I never felt like that. I’ve always played with people that I respected so I was always open to their input as well. For instance, on my first solo album I played with people like Frankie La Rocka on drums, Ivan Kral on guitar and Donnie Nossov on bass and they were people that I really loved, and I listened to them. If they were playing something the way it wasn’t meant to be played then it meant that the band shouldn’t be playing it. I’m pretty democratic and I always play with people that I think a lot of. Autonomy is something you can have and make it work if you’re generous and I think if you’re uptight and narrow minded you’ll make yourself unpleasant to people. I don’t like that kind of thing. I like everybody to have a real ball when they’re playing with me.
You’re had your songs covered by the likes of Rod Stewart to Tina Turner (“Missing You”). Is there one artist who’d you like to see cover one of your tunes?

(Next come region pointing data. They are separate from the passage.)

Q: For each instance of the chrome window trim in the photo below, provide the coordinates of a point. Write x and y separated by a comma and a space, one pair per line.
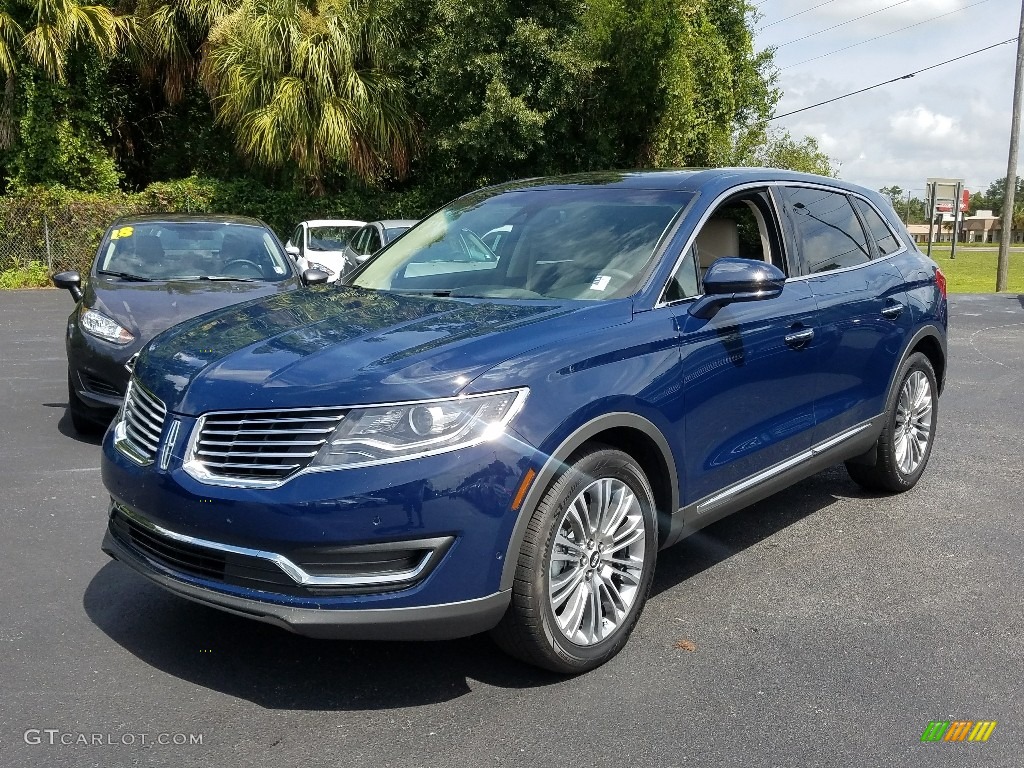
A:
775, 209
848, 193
198, 471
747, 483
700, 222
293, 570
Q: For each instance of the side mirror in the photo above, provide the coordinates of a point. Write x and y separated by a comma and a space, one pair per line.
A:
71, 282
737, 280
314, 278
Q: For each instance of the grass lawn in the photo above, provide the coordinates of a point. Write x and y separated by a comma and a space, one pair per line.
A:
974, 269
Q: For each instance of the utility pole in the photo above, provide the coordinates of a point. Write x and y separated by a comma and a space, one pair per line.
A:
1001, 271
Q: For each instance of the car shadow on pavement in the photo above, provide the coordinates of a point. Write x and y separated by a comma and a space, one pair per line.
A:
278, 670
720, 541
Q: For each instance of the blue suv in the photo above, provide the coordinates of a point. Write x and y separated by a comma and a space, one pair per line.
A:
464, 439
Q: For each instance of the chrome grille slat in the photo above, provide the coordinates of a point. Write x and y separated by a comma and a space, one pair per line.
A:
283, 420
262, 444
143, 417
257, 454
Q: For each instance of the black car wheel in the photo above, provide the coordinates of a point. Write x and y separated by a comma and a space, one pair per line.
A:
87, 421
905, 442
585, 567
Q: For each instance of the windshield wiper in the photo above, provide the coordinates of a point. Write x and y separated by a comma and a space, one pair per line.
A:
126, 275
440, 293
212, 278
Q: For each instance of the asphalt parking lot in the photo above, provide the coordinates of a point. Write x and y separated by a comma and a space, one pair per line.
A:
822, 627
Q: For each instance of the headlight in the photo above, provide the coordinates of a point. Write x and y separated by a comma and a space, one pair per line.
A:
102, 327
317, 265
388, 433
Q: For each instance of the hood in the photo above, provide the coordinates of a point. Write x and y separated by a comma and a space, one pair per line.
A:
147, 308
331, 346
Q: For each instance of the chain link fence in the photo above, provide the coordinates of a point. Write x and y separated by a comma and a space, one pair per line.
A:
58, 237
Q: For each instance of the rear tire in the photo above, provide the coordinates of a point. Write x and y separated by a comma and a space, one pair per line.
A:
905, 442
585, 567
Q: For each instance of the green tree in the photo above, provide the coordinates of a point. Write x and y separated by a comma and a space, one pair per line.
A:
311, 85
779, 150
996, 193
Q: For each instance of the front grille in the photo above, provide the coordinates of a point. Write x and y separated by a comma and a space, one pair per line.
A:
143, 420
263, 444
98, 386
175, 555
364, 564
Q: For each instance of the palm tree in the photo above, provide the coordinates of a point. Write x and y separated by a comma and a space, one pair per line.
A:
309, 82
170, 40
58, 27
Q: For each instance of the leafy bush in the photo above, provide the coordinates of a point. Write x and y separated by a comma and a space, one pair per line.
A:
52, 224
33, 274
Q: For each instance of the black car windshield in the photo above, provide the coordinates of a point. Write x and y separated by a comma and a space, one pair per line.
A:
333, 238
590, 243
193, 250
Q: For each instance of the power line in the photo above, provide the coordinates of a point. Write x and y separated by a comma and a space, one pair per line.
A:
843, 24
794, 15
870, 40
887, 82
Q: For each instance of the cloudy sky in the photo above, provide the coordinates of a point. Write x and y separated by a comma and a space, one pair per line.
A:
950, 122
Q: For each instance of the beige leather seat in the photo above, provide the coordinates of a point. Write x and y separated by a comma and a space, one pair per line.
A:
718, 239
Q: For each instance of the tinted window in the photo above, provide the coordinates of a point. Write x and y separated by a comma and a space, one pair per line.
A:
684, 283
332, 238
160, 250
880, 230
830, 236
359, 240
578, 243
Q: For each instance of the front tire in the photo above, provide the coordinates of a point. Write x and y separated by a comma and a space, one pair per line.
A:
905, 442
586, 565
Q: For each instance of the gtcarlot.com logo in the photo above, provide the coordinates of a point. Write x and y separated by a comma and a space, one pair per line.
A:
57, 737
958, 730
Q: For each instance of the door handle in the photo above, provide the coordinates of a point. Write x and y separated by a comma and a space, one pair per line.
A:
800, 339
892, 311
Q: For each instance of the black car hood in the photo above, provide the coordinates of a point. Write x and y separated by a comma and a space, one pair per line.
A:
331, 346
147, 308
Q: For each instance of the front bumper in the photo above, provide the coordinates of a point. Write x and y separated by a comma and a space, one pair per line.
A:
419, 623
435, 529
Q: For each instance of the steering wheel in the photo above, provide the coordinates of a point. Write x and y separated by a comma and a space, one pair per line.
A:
246, 264
621, 274
470, 235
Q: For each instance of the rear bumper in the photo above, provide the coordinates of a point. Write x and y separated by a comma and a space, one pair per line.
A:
418, 623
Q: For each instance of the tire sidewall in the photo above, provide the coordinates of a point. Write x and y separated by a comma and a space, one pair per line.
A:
916, 361
604, 463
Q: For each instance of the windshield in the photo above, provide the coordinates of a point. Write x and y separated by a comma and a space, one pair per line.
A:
193, 250
331, 238
586, 243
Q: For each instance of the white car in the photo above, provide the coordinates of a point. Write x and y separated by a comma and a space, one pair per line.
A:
320, 244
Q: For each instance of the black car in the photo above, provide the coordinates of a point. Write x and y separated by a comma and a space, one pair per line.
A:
152, 272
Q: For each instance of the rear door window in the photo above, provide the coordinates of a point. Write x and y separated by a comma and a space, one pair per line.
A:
827, 228
881, 233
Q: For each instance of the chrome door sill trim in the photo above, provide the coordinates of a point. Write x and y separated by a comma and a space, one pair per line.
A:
716, 501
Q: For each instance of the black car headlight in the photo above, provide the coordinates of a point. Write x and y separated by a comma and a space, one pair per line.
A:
98, 325
380, 434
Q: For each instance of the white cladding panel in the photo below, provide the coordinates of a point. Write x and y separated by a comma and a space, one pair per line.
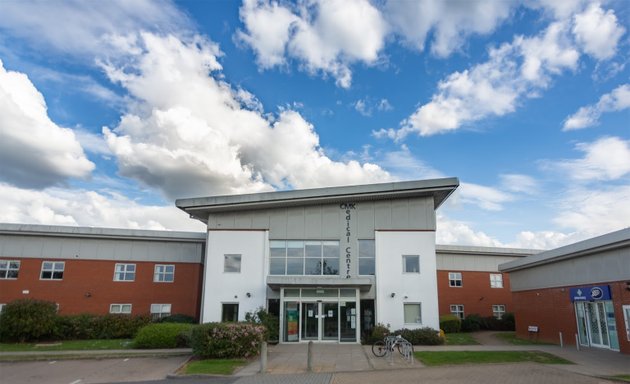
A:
231, 287
408, 288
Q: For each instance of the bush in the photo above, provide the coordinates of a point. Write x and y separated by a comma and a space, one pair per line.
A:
163, 335
421, 336
450, 323
227, 340
472, 323
269, 321
27, 320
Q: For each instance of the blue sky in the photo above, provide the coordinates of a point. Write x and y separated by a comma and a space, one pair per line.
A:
111, 110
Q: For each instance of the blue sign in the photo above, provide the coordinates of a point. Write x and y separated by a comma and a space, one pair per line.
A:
592, 293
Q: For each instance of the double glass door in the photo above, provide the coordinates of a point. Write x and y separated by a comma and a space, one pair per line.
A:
320, 321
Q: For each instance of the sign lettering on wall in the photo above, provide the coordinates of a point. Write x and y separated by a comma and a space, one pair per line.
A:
348, 208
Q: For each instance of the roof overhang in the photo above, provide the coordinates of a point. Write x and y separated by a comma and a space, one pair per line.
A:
438, 189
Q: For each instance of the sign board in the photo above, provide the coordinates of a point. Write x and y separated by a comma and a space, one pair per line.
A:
591, 293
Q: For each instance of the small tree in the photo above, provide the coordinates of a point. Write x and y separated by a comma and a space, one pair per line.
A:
27, 320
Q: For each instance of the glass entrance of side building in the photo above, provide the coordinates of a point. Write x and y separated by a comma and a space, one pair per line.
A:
596, 324
322, 314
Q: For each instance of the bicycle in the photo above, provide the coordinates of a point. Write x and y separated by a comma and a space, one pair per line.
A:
381, 347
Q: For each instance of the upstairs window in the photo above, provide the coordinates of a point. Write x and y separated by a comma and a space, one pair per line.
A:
496, 280
125, 272
455, 279
9, 269
52, 270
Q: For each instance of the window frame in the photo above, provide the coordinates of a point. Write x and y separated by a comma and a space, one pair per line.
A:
496, 280
459, 310
453, 279
121, 306
125, 272
162, 274
7, 271
404, 258
495, 311
52, 270
156, 315
419, 319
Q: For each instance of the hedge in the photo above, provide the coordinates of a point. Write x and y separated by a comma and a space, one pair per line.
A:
227, 340
163, 335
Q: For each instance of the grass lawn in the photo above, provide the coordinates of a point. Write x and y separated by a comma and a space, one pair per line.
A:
214, 367
68, 345
460, 339
486, 357
511, 338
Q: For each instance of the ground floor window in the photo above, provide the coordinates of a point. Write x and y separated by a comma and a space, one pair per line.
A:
498, 311
458, 310
159, 311
413, 313
120, 308
229, 312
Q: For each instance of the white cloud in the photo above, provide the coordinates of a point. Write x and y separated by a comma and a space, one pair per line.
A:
449, 22
605, 159
617, 100
190, 134
323, 36
34, 151
56, 206
78, 27
597, 31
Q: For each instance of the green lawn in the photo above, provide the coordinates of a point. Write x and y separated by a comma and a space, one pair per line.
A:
214, 367
486, 357
460, 339
68, 345
511, 338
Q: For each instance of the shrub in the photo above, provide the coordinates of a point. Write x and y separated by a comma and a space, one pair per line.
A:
450, 323
421, 336
27, 320
472, 323
163, 335
268, 320
227, 340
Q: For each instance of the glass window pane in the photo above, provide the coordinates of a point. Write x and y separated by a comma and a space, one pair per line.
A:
295, 266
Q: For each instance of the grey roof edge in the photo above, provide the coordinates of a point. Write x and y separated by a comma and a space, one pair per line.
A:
488, 251
98, 232
260, 199
604, 242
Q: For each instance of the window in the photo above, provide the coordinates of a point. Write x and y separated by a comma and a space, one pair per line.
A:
413, 314
454, 279
159, 311
164, 273
411, 264
367, 253
125, 272
9, 269
232, 263
296, 257
52, 270
120, 309
496, 280
230, 312
498, 311
458, 310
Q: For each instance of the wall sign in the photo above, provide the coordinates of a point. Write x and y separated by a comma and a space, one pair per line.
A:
591, 293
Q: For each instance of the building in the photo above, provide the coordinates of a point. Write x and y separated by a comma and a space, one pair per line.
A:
98, 270
579, 293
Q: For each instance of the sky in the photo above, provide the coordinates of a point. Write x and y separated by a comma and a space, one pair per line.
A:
111, 110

I’d like to see Willie Nelson do “Bluebird Cafe.” I think that it was meant to be sung by an older guy to a young girl about what country music means. If Willie Nelson did that, I’d kiss his feet. (laughs) He’s one of the few people on the planet that could do that song justice. I think “Bluebird Café” is in the top three of the best songs I’ve ever written and that’s a country song. Lyrically, that hit the nail on the head.
The Babys have reunited 33 years after the band dissolved with founding members Tony Brock and Wally Stocker. Why didn’t you take part?

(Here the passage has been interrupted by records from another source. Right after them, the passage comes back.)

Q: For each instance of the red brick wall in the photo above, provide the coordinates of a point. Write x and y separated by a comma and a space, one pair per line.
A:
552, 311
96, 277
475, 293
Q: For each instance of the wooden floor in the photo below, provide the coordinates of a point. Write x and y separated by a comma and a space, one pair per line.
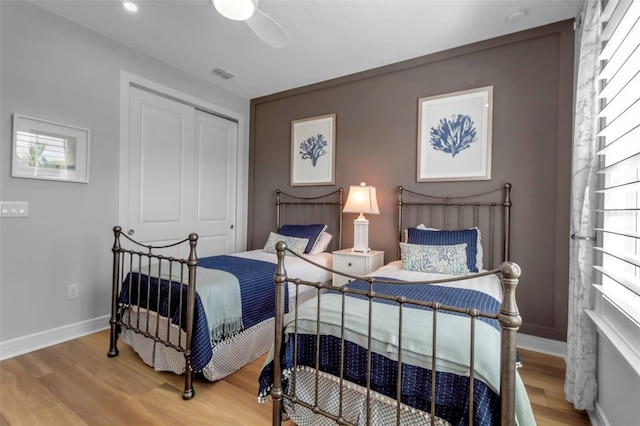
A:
75, 383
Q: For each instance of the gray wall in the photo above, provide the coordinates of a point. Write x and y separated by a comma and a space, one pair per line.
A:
56, 70
532, 78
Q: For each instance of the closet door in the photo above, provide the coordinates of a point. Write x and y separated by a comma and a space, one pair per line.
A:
216, 153
179, 174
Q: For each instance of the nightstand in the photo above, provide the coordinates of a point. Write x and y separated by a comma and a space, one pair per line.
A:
355, 263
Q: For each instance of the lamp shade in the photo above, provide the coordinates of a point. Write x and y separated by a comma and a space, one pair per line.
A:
237, 10
362, 199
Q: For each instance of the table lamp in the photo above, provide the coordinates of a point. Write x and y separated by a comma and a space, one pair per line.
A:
362, 199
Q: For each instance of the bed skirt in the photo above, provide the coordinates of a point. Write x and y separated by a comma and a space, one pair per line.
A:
228, 356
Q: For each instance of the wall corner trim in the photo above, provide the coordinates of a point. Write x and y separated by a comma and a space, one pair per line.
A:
30, 343
542, 345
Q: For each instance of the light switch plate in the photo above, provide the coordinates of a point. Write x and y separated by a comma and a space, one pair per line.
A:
14, 208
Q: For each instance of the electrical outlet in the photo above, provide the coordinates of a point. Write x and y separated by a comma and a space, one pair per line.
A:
72, 291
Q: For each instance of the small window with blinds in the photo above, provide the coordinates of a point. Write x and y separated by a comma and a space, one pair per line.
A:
619, 139
51, 151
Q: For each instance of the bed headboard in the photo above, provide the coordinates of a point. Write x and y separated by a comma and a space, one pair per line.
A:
488, 211
327, 209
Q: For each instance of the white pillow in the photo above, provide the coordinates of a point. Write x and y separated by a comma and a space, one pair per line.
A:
323, 242
296, 244
447, 259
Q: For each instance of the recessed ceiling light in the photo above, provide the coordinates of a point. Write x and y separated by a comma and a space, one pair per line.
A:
130, 6
516, 16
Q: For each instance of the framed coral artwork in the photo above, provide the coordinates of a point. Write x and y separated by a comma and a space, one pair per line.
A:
313, 147
454, 136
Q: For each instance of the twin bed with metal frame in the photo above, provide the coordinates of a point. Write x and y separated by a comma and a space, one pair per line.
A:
228, 321
359, 354
407, 340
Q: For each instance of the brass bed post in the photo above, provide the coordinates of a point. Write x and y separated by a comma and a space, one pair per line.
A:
507, 220
340, 205
510, 321
113, 336
278, 209
279, 278
399, 220
192, 264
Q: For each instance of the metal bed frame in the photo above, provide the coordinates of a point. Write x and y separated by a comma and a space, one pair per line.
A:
290, 209
441, 211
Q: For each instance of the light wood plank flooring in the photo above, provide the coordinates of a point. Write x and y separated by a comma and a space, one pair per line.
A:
75, 383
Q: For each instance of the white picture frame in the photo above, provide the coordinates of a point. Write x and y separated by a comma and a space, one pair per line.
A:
313, 147
454, 136
46, 150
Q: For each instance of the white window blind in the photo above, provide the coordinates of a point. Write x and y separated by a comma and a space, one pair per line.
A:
619, 141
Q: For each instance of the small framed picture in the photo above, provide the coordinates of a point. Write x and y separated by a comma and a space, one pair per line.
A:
51, 151
454, 136
313, 151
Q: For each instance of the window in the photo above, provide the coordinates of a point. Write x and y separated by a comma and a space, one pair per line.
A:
618, 262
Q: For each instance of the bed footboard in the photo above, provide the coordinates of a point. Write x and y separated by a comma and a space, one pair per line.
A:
507, 317
154, 296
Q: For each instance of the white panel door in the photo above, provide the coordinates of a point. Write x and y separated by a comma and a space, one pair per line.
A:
217, 156
180, 174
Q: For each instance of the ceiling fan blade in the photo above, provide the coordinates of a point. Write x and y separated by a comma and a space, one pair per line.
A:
268, 30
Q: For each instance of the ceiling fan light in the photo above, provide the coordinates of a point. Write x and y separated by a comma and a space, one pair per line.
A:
237, 10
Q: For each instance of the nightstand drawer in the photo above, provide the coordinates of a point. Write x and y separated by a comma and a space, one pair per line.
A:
355, 263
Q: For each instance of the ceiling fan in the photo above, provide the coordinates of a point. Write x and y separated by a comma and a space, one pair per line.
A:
260, 23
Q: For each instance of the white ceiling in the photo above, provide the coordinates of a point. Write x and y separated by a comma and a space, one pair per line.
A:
329, 38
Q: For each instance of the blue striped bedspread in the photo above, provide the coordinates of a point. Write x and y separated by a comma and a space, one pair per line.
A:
257, 292
452, 382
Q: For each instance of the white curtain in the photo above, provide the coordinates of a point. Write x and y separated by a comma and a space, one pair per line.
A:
580, 382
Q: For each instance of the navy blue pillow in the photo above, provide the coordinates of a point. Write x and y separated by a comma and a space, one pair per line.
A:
312, 232
447, 238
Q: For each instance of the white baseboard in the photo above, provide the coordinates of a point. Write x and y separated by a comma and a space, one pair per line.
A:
597, 417
23, 345
542, 345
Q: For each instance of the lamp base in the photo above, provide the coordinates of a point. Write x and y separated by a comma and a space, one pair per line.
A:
360, 249
361, 235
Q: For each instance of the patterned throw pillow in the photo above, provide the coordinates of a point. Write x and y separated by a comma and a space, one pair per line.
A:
447, 259
311, 232
470, 236
296, 244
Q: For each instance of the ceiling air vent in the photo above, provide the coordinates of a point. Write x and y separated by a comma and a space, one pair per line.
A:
222, 73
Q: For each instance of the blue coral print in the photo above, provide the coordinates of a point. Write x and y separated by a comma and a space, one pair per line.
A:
455, 135
313, 148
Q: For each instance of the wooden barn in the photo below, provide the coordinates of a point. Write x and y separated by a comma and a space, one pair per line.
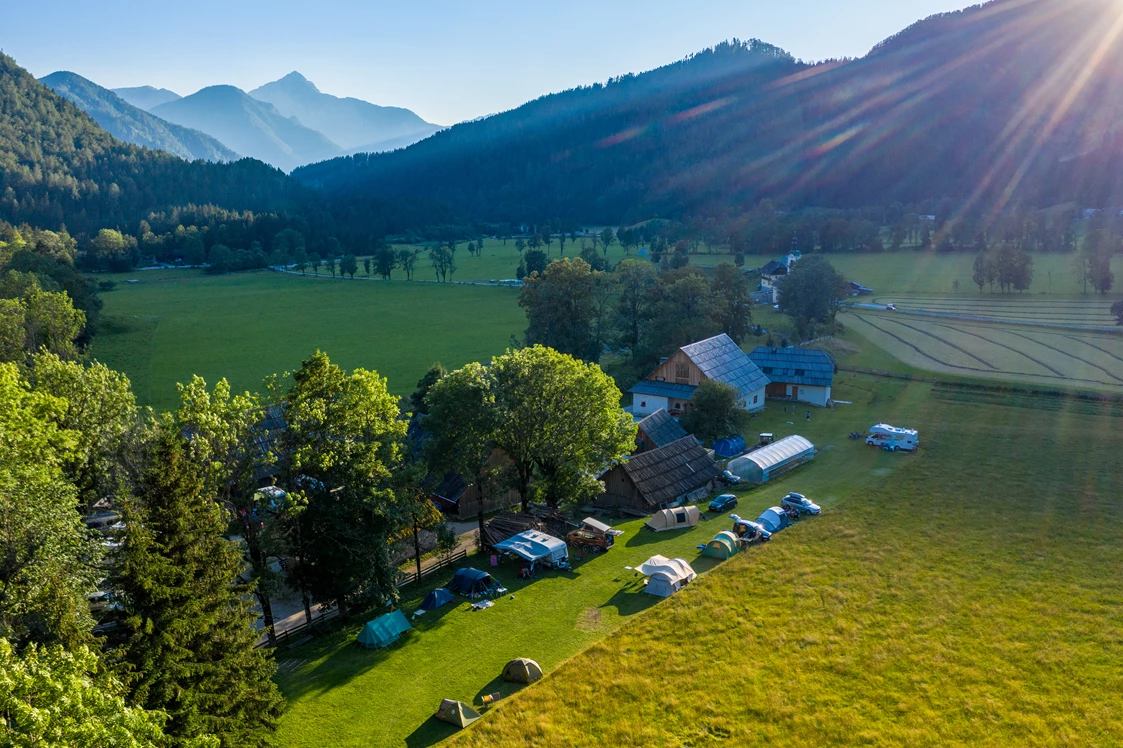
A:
681, 472
672, 385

When The Babys split up 33 years ago, I remember saying to the band while we were making our last album (On the Edge), “If we split up it’s for good.” I think they should have gotten together ten or fifteen years ago; I don’t know what took them so long. But I was never going to go backwards and rejoin The Babys, same reason I wouldn’t want to go back to Bad English. It’s not the point. I just think there’s a time for everything. I just watched a video of The Babys performing “Money” on The Chuck Barris Show and it’s just off the hook! You can tell by the way I was dressed and the way I kind of acted that it was my moment in that time, and I don’t want to go backwards. It’s like getting divorced, after thirty years you don’t say, “Hey baby, I was wrong, let’s get back together.” I gave them my blessing and I meant it. I think Wally and Tony were made to play with each other. The real magic of that band instrumentally was Wally and Tony; there was never any doubt about it. The moment we got Wally into the band; Tony dug in on a whole different level. We became more blues based and it worked, and it worked for me. The reason The Babys stayed together was Wally. He just understood the blues thing that I was going for, his big chord shifts, the voicings on the guitar and then staying away when I was singing and then stepping in when I stopped singing. It was an instinctual thing between me and Wally. So I’m very pleased that Tony’s working with Wally again; I truly think it’s great and I think they’ve got some very capable new guys in the band.
Their new lead singer John Bisaha is a huge fan of yours. I understand you heard their new single, “Not Ready”, what were your impressions?
I thought it was good, they did a good job. I haven’t really sat down and listened to it with a critic’s eye; I was just checking out the singer. I’m sending the band my best wishes and I want them to do well.